(1969) poppenkast op de Dam

Jan Klaassen en Katrijn

In de Schouwburg op de Keizersgracht werden in de achttiende eeuw vaak populaire volkskomedies opgevoerd van Athenaeum-professor Pieter Bernagie en boekbinder Thomas Asselijn.

Zij zochten hun onderwerpen in het Amsterdamse leven van alledag.
Vooral genoten de Amsterdammers van de Jan Klaassenkluchten van Asselijn.

poppenkast op auto (1922)

De hoofdfiguur Jan Klaassen leefde voort in het Amsterdamse poppenspel.
De komische Jan wordt daarin voortdurend belaagd door zijn kijverige vrouw Katrijn, de huisbaas, de diender en de dood.
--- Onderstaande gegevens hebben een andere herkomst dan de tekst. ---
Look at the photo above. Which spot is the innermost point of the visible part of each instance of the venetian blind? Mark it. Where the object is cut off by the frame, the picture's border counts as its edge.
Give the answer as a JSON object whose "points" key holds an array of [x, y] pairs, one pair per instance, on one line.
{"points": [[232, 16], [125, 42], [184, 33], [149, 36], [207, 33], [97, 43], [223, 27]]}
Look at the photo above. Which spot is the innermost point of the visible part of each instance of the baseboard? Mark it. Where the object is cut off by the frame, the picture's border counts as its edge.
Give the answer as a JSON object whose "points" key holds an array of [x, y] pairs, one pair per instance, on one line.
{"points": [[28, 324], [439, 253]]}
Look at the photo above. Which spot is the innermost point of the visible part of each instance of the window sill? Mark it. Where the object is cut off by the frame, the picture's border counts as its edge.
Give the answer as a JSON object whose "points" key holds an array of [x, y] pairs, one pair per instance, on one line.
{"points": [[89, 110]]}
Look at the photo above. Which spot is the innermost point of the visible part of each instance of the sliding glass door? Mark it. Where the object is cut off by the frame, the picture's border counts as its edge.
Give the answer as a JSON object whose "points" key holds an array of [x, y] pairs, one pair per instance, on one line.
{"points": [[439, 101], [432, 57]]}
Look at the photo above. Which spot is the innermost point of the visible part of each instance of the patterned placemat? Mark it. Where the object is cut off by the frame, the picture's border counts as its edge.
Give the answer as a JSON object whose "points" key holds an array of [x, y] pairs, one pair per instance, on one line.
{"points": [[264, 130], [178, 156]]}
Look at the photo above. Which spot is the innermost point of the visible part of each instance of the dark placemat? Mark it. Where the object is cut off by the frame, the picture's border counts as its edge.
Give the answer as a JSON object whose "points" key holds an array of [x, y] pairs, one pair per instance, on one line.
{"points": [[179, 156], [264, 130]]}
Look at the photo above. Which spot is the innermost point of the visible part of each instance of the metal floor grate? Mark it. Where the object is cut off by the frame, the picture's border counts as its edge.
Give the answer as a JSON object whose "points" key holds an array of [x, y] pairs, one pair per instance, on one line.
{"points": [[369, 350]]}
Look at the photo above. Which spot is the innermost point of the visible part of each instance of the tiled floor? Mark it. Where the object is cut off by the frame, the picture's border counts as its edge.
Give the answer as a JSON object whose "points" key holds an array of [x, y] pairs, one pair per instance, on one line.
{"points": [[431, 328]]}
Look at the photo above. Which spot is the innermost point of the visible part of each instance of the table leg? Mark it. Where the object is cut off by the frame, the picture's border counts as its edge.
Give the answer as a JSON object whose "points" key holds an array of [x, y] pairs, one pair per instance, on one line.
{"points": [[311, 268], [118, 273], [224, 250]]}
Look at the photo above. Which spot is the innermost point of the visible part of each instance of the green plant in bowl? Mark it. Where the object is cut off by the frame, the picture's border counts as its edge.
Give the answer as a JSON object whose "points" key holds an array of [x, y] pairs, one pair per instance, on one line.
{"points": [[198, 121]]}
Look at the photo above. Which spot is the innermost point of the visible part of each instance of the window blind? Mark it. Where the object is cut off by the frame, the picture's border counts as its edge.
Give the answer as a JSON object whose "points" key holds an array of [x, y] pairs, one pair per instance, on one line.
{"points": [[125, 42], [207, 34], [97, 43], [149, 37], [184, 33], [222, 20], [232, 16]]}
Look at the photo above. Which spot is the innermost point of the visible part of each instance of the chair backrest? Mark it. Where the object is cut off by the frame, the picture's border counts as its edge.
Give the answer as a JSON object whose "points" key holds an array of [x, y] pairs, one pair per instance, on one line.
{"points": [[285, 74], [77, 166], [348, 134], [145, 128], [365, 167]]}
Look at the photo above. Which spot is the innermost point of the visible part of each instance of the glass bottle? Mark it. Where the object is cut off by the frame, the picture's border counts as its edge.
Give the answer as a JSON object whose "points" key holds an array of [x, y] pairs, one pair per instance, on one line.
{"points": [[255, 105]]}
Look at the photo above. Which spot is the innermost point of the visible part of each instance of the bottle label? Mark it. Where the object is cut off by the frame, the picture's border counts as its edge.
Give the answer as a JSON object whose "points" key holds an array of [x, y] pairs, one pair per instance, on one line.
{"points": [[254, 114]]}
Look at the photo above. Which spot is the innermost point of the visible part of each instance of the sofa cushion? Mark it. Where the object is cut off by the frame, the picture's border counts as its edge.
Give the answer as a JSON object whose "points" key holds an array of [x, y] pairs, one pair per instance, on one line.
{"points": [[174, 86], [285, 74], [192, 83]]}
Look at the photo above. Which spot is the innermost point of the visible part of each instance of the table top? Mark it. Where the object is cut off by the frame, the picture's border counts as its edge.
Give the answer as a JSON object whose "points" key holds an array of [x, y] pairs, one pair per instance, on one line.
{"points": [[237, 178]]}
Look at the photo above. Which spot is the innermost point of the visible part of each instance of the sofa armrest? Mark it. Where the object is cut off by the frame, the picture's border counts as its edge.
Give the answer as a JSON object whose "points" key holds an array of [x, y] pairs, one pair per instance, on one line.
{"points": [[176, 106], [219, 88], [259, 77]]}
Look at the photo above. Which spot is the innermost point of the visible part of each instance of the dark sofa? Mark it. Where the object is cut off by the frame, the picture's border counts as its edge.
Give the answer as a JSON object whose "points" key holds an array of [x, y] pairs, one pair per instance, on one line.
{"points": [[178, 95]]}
Hij woonde aanvankelijk in de Anjeliersstraat en trouwde op 17 september 1686 op 23-jarige leeftijd met Catarina Pieters, oud 22 jaar, beter bekend als Katrijn.

Jan was 'trekwerker' van beroep - hij maakte weefsels van patronen - en daarvoor was hij staljongen en ruitertrompetter geweest in het leger van prins Willem III.
Jan Klaassen werd door toedoen van Thomas Asselijn de leidende en lijdende figuur in de latere straatvoorstellingen met de poppenkast. Gespeeld werd er onder meer op de Dam en het Rembrandtplein.

In januari 1709 werden, zo blijkt uit de archieven, Jan Klaassen en Katrijn Pieters bij de kerkenraad op het matje geroepen.
Het echtpaar slingerde elkaar bij die gelegenheid zoveel lelijks naar het hoofd, dat de kerkenraad wel moest toestemmen in een echtscheiding.